Frequently asked questions

What is a robots.txt file?

Robots.txt is a plain-text file at the root of every website (your-site.com/robots.txt) that tells search-engine and AI crawlers which paths they can fetch and which they cannot. It is the first thing every well-behaved bot reads before crawling, and the rules in it directly control which pages can show up in Google or get cited by ChatGPT.

Why audit a robots.txt file?

A misconfigured Disallow rule can wipe organic traffic overnight by blocking Googlebot from your money pages. A missing rule can leak admin endpoints to scrapers or accidentally allow AI crawlers you wanted to block from training on your content. An audit catches these issues before they cost you rankings or content rights.

Does this tool edit my robots.txt file?

No. It only fetches and reads the file. Nothing is uploaded, nothing is changed on your server. The recommendations tell you what to change, but you make the edits in your own CMS or by uploading a new file to your root.

Which AI crawlers does the audit test for?

It covers 22 plus bots: GPTBot, OAI-SearchBot, and ChatGPT-User from OpenAI; ClaudeBot, Claude-Web, anthropic-ai, and Claude-SearchBot from Anthropic; Google-Extended for Gemini training; PerplexityBot for live AI search; Applebot-Extended; Meta-ExternalAgent; Bytespider; CCBot; cohere-ai; and several more.

Should I block all AI crawlers?

It depends on your content rights strategy. Blocking GPTBot, ClaudeBot, and Google-Extended prevents your content being used to train future model versions but does not affect live AI search citations. Most publishers block training crawlers but leave live search crawlers like PerplexityBot allowed so they keep getting cited in answers.

Can I test a staging site?

Only if the staging site is publicly reachable. If it is behind HTTP auth or an IP allowlist, the analyzer cannot fetch its robots.txt. For private staging, copy the file contents into a local syntax checker before deploying it to production.

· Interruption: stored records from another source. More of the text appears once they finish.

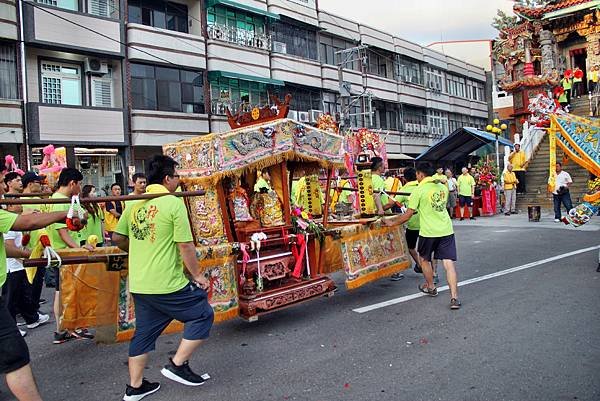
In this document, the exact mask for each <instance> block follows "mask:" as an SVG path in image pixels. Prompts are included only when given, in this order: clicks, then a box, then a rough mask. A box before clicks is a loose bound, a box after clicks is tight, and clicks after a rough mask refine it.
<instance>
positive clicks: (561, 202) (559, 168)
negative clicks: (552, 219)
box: [552, 162, 573, 223]
mask: <svg viewBox="0 0 600 401" xmlns="http://www.w3.org/2000/svg"><path fill="white" fill-rule="evenodd" d="M572 183H573V180H572V179H571V175H570V174H569V173H567V172H566V171H564V170H563V169H562V164H561V163H559V162H557V163H556V182H555V184H554V191H552V198H553V199H554V222H555V223H558V222H560V219H561V213H560V206H561V204H563V205H564V206H565V208H566V209H567V213H569V210H571V209H573V203H572V202H571V194H570V193H569V187H570V186H571V184H572Z"/></svg>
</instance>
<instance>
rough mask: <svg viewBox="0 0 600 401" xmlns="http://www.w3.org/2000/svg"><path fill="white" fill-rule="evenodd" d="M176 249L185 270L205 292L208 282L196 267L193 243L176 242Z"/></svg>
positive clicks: (207, 285)
mask: <svg viewBox="0 0 600 401" xmlns="http://www.w3.org/2000/svg"><path fill="white" fill-rule="evenodd" d="M177 247H178V248H179V253H180V254H181V259H182V260H183V264H184V265H185V268H186V269H187V270H188V271H189V272H190V274H191V275H192V277H193V279H194V281H195V282H196V283H198V284H200V286H201V287H202V288H203V289H205V290H206V289H207V288H208V281H207V280H206V278H205V277H204V275H203V274H202V273H201V272H200V268H199V267H198V259H196V248H195V247H194V243H193V242H178V243H177Z"/></svg>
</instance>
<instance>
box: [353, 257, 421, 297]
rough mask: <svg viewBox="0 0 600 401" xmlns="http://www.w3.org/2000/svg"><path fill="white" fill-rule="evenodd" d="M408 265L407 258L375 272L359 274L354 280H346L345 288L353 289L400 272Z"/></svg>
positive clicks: (408, 267)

What is the difference vs the Robots.txt Generator tool?

The Analyzer grades an existing robots.txt. The Robots.txt Generator builds one from scratch using a wizard (Generic, WordPress, WooCommerce, Shopify templates plus AI crawler blocks and custom rules). Use the Generator to build, the Analyzer to verify what is live. For a focused AI-bot-only audit, run the AI Crawler Access Checker.

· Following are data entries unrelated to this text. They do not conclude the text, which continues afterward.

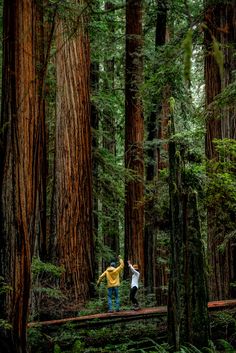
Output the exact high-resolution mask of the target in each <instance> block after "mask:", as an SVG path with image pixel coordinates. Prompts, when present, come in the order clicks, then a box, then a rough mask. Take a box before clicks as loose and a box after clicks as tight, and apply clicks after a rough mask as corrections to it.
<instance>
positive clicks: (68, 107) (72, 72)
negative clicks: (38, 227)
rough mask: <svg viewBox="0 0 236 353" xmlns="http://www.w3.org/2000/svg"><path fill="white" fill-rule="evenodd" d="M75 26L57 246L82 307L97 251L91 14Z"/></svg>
mask: <svg viewBox="0 0 236 353" xmlns="http://www.w3.org/2000/svg"><path fill="white" fill-rule="evenodd" d="M78 4H79V5H82V6H83V5H85V3H84V2H83V1H80V2H78ZM70 16H72V14H70ZM75 16H76V15H75ZM71 23H73V24H77V27H76V28H69V26H66V23H65V21H63V20H62V19H58V25H57V49H58V50H57V57H56V67H57V121H56V156H55V158H56V166H55V173H56V187H55V190H56V195H55V201H56V202H55V209H56V244H57V258H58V260H59V264H60V265H62V266H64V269H65V272H64V275H63V276H62V279H61V289H62V290H63V291H64V292H65V293H66V295H67V298H68V300H69V301H70V302H71V301H72V300H75V301H76V302H77V303H81V302H83V301H85V300H87V299H88V298H89V295H90V285H91V282H93V266H92V265H93V264H92V261H93V247H94V245H93V233H92V191H91V190H92V158H91V145H92V140H91V126H90V117H91V116H90V95H89V88H90V77H89V76H90V75H89V74H90V53H89V38H88V34H87V17H86V12H85V11H83V12H82V13H81V14H80V16H79V18H77V17H75V18H73V21H72V22H71Z"/></svg>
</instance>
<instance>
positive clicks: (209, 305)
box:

How often should I run this audit?

Run it after every robots.txt change, every CMS migration, every major site relaunch, and at least once a quarter on production as a regression check. A two-minute audit is a cheap way to catch the kind of mistake that costs a year of rankings. Pair it with a sitewide site audit on the same domain so crawler-policy issues and indexability findings line up.